The exception being credit. In this case, money is given on the expectation that future work will be undertaken to pay for the money being spent in the present, or some asset, like a house or car, will be used to redeem the credit. Few people have been lucky enough to be given a credit card that never requires repayment.
Yet, a credit card that is nearly infinite is close to situation that governments who have their own currency are in. They do not have to work to earn that currency. Governments can issue their own money backed by labour and resources of their country to a massive extent and it is not clear whether where the limit is to do this. (The economists are still debating; we can expect an answer within the next two hundred years.) Although, we know one thing, the limit is very large.
When the UK government first used Quantitative Easing during the financial crisis that started in 2008, it issued £400 billion pounds. This money will never be repaid and will sit on the books of the Bank of England, forever.
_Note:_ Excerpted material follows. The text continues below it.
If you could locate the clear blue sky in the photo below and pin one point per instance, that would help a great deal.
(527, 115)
It now stands at 40% of £1.6 trillion. How is this possible? It is simply because the BoE, as an arm of government, borrowed then lent to another part of government, the Treasury, and the BoE will not call in that debt. This is a formula the entire Chinese economy, with state run banks and companies, is based on. A country that, unlike the UK who put the £400 bn into the stockmarket, uses the power of self-minted currency to build infrastructure, fund education and develop space programmes, amongst other socially desirable needs.
Scotland, as a currency issuer, could do something similar. A Scottish currency can be issued by a central bank and spent by government with few restrictions. This money would be an IOU on Scottish labour, products and resources. In some cases, such as renewable energy, our resources are close to endless. (Will the sea run dry? Will it stop raining?) Therefore, there is a huge latitude to issue money as there will always be resources to buy.
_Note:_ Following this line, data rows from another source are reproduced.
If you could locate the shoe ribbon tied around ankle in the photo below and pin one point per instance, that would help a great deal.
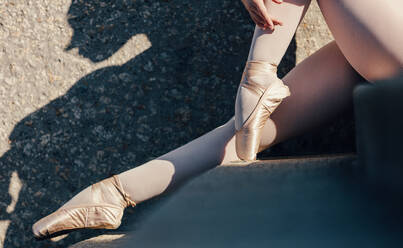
(259, 94)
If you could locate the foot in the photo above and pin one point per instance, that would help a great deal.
(100, 206)
(259, 94)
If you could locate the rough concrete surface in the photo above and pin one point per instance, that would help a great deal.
(91, 88)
Of course, we have to be rational. No point issuing so much money that the money itself becomes unstable through inflation and the country ends-up chasing its tail as it has to create more money as prices rise. However, common sense and vigilance in this area combined with the natural working of the economy would allow Scotland to spend billions on infrastructure, education and social programmes that it cannot at the moment.
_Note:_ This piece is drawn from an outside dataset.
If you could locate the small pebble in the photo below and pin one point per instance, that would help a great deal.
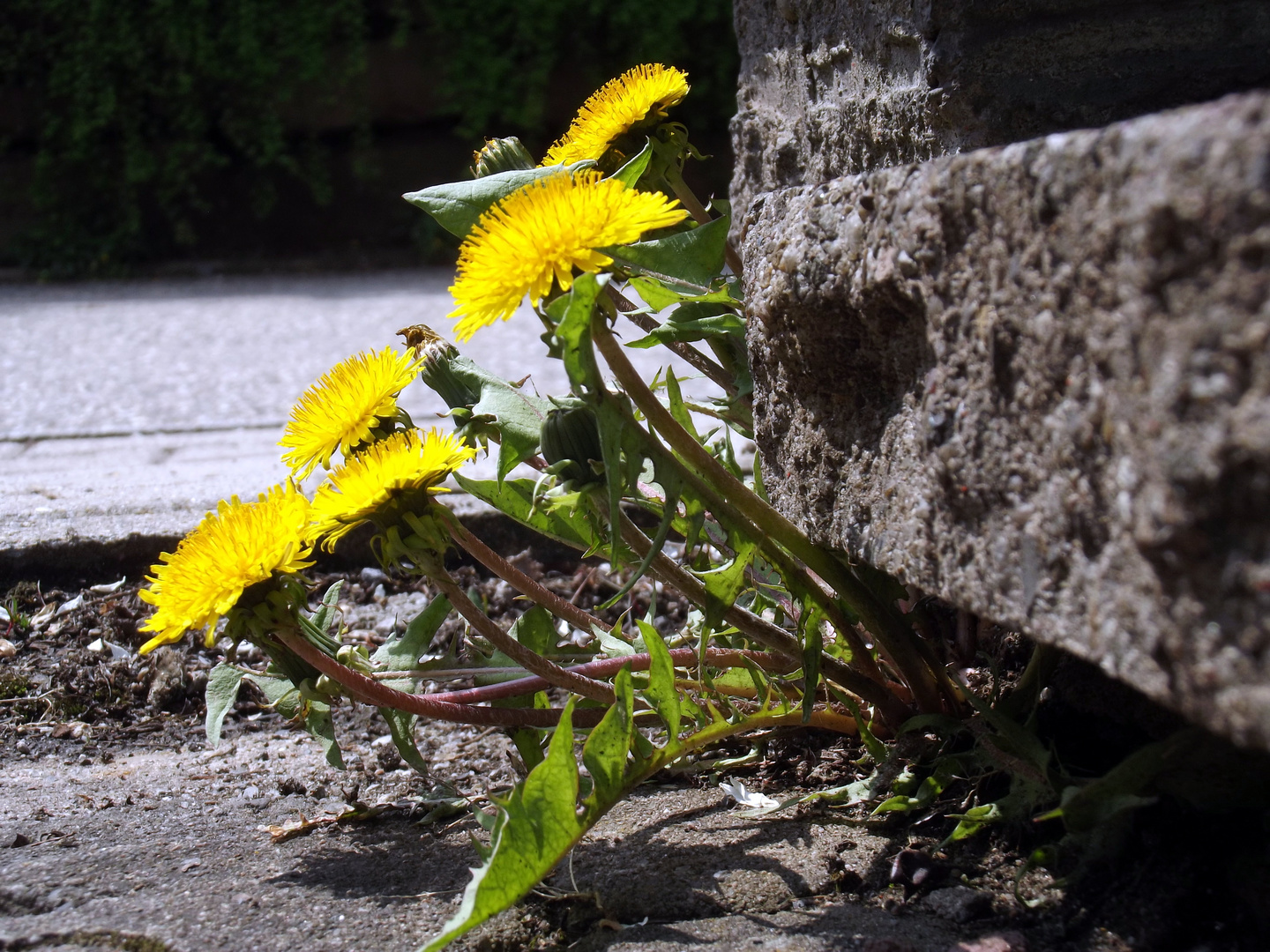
(1001, 942)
There are a few key points. A Scottish currency must be accepted as taxation by the government. A Scottish currency’s issuance must be subject to rules by all currency issuers, such as banks. And, this is very important, all debt owed by the Scottish government must be denominated in a Scottish currency.
This last point is crucial. The biggest problem with Andrew Wilson’s Growth Commission is an unheralded problem. If Sterling is to be the Scottish currency for the first ten years of an independent Scotland, then all Scottish government debt is denominated in Sterling. Not only will that give the Bank of England control over an independent Scotland’s finances for those ten years, it will likely hand control over Scotland to the City of London for decades, since it is unlikely that the UK government would agree to that Sterling debt being converted into Scottish pounds, unless Scotland was to agree some kind of currency peg. Sterling debt would either crucify us by its demands of repayment or, through a Sterling peg of the currency, require high interest rates, starving Scots of cash.
In the meantime, we could end-up watching as the UK issues Sterling with impunity, and predatory Sterling-laden investors buys-up Scottish resources and businesses, thus crippling our ability to generate cash and pay the debts we owe. The inevitable response is forced deflation and austerity for Scottish working people, by its own government. Cynical, but it’s been done before. Yet this is completely avoidable.
This is why a Scottish currency is vital to genuine independence. It gives Scotland the power to have its own purpose; its own priorities; its own economy. Scottish spending should be on Scottish needs. And we should refuse to accept any debt denominated in any another currency. If that is not on the table, then we should walk away. We can create our currency without permission. After all, despite the impression that has been fostered, it does not cost a lot of money, relatively, to create a lot of money.